We had a break for a few months, and it was good. I felt human again. There were other things in life, like blue cheese, good wine, and of course our Obligatory Infertility Animal; our retired greyhound (who is utterly gorgeous by the way, and gentle, and funny, and helps to mend a broken heart). This week, we came back down to earth with a bump. Or an almighty crash, if you like.

I had a HSG this week. I told them, in the nicest possible way, that they should cover me with antibiotics. They said it would “depend on their protocol”. They couldn’t get the catheter through the adhesions into my uterus, so inflated the balloon in my cervix. Yes, the same poor, battered cervix that got forcibly dilated earlier this year. They got some dye through the not insubstantial adhesions into my uterus, which showed more scarring near my right tube. My right tube was open, my left was not (which surprised/disappointed me actually, as I’ve always been told they were both open. Liars). And then I started swearing at them because it hurt so much, and they stopped. They didn’t give me antibiotics.

They did, however, give me an infection.

Great news for adhesions and future fertility, hey? I went to my GP, who was surprisingly helpful, and phoned the gynae reg on call, and gave me antibiotics. I really hope they kick in soon, though, as somewhat worryingly the pain is getting worse. It’s not so bad that I can’t function, or eat cake, however. But it’s there.

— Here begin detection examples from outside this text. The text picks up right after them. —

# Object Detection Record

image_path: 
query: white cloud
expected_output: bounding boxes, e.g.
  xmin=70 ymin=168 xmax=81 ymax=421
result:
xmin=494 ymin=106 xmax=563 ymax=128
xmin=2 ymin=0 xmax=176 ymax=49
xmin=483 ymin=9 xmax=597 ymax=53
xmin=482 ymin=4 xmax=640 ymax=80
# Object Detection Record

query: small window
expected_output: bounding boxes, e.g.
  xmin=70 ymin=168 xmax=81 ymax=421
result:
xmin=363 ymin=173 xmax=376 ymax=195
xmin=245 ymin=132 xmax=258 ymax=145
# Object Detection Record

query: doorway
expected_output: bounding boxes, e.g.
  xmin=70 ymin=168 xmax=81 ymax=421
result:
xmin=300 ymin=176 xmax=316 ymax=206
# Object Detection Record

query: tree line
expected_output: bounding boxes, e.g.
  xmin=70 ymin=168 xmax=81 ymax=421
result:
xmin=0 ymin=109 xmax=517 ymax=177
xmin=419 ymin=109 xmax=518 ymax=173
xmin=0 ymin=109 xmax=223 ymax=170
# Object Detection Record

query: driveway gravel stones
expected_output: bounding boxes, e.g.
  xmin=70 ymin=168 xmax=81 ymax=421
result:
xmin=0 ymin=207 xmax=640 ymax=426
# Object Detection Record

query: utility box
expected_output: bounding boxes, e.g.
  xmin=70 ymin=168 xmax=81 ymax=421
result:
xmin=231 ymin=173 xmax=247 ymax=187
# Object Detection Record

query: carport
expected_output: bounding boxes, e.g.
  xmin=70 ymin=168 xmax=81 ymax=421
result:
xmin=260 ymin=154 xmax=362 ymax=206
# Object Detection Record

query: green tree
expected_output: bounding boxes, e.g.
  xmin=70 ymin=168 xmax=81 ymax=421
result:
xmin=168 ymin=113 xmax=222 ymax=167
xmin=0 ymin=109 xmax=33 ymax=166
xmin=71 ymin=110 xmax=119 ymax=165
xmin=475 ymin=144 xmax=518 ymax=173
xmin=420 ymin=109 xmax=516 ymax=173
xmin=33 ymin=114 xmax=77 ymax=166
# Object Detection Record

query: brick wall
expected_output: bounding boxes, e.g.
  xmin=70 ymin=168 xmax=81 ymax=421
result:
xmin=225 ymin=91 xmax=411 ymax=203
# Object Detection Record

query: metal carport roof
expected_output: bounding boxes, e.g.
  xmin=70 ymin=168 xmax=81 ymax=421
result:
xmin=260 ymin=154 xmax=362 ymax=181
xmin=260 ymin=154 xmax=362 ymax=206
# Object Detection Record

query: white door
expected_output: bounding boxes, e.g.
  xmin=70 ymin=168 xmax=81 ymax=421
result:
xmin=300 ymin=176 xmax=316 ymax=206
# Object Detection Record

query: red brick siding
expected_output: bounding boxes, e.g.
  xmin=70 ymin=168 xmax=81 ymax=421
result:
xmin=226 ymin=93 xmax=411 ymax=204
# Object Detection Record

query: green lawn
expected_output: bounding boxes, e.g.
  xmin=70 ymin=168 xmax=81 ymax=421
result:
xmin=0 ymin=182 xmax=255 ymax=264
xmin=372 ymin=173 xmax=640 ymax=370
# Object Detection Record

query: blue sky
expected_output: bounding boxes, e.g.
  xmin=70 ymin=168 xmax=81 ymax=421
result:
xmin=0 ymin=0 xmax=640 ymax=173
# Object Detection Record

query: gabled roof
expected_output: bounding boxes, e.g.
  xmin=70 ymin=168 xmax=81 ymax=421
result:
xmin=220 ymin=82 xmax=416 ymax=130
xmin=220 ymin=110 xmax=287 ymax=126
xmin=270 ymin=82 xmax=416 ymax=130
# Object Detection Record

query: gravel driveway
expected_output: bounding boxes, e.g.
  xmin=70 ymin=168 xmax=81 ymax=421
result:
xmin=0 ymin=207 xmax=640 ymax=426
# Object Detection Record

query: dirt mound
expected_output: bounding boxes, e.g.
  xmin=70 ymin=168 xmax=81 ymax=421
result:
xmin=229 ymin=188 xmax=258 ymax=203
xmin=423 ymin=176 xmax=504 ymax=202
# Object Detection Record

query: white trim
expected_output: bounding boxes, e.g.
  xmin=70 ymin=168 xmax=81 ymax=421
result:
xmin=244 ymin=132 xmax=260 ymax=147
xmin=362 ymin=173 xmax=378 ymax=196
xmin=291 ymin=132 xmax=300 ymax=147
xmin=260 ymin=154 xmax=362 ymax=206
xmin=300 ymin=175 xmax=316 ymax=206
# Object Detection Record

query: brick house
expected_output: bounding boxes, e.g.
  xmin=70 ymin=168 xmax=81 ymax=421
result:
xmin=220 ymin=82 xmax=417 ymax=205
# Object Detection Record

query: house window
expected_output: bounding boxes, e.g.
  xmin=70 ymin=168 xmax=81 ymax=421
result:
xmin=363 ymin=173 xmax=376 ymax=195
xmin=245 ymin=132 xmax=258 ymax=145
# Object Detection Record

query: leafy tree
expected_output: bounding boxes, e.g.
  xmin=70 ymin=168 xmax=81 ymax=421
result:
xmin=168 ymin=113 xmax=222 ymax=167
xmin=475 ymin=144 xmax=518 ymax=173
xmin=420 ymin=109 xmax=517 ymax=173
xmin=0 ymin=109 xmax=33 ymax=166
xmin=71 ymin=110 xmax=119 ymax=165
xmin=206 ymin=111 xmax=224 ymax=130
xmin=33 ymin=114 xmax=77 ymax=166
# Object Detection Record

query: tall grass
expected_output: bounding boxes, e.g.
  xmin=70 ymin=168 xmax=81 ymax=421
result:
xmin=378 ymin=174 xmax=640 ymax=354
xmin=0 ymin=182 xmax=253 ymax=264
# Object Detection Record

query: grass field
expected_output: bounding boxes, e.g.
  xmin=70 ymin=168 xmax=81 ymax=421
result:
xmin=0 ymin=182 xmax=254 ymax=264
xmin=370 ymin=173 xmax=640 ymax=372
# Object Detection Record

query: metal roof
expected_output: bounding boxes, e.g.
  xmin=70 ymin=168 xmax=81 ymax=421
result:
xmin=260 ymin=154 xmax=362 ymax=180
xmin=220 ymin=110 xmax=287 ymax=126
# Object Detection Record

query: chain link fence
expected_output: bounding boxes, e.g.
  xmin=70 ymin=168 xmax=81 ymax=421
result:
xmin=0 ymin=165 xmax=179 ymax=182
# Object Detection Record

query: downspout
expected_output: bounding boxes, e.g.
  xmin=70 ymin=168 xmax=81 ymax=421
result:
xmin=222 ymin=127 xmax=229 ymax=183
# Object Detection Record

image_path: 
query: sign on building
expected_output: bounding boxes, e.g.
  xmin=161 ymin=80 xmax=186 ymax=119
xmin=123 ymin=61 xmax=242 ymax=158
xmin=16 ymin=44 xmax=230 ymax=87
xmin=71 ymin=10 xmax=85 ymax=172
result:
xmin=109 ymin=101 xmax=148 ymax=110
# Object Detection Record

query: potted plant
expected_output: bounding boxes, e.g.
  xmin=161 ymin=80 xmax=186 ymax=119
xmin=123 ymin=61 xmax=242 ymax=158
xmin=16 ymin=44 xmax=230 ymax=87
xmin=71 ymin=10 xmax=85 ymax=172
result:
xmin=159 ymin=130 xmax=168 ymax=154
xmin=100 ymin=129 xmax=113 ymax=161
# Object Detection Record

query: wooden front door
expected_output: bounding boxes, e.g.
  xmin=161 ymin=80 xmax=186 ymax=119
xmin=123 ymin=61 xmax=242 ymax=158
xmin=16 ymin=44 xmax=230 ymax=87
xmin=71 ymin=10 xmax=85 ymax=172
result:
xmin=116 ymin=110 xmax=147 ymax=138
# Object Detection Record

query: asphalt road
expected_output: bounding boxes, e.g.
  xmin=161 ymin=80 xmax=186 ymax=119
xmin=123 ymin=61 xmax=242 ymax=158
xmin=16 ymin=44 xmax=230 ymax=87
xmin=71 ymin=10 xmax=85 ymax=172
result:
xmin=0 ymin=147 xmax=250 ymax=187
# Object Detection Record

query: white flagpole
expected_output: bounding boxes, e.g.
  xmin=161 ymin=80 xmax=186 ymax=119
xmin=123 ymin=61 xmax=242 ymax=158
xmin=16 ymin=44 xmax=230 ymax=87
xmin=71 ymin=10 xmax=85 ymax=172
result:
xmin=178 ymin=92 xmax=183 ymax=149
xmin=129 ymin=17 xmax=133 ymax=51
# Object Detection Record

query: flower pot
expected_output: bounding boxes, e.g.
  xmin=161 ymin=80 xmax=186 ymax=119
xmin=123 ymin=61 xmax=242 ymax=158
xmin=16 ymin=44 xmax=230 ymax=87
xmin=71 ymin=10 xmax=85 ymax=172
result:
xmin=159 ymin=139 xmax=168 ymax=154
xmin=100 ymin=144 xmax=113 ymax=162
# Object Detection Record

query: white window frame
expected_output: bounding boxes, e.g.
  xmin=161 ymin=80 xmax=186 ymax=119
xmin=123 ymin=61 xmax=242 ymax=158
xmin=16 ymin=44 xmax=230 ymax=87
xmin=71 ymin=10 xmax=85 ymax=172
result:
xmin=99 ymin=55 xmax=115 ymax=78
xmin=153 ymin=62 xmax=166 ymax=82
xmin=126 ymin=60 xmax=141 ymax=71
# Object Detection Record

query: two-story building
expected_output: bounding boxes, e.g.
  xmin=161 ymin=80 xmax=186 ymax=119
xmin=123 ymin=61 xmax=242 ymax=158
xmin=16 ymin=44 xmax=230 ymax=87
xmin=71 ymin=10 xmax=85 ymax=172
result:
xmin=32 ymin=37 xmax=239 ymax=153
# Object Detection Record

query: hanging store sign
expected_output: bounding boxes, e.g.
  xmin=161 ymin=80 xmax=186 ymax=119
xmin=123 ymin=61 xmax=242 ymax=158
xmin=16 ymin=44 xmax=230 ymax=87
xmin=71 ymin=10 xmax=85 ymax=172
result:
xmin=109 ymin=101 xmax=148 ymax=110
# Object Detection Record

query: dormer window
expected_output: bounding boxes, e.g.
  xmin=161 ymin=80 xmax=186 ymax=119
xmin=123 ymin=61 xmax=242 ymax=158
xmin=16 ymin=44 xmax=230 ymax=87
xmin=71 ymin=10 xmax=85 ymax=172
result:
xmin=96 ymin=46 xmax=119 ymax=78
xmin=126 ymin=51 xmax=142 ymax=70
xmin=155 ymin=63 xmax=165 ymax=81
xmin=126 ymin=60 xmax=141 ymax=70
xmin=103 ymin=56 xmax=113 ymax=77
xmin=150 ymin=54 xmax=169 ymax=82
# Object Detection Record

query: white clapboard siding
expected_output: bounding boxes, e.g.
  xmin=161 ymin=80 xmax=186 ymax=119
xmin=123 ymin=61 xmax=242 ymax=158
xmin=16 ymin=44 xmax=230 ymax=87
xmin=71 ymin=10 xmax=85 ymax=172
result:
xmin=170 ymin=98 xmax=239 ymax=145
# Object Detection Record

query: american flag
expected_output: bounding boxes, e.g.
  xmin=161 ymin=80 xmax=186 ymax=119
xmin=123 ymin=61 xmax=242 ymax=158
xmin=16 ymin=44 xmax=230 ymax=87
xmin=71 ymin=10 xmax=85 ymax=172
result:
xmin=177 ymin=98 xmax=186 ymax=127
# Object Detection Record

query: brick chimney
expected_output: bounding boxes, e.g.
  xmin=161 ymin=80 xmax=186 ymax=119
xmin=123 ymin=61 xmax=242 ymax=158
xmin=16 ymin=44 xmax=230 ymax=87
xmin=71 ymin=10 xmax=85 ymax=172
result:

I’ll keep a close eye on it. If it continues to get worse I’ll have to go to A&E I suppose and try and see gynae. I don’t know what else to do. My consultant hasn’t answered his phone this week. Helpful!

So to say I’m a bit pissed off is an understatement. I don’t know where we go from here, fertility-wise. I suspect they’d need to do more surgery for IVF to even be an option. I didn’t know if I wanted IVF, it scares me (as does pregnancy now – all I can see is the spectre of pain and failure and loss). But now knowing that I might not be able to have it, or not yet, well I feel disappointed. Which tells me that we need to at least give it a go; I’m not ready to give up yet. We need a plan. And I need to get rid of this bloody infection.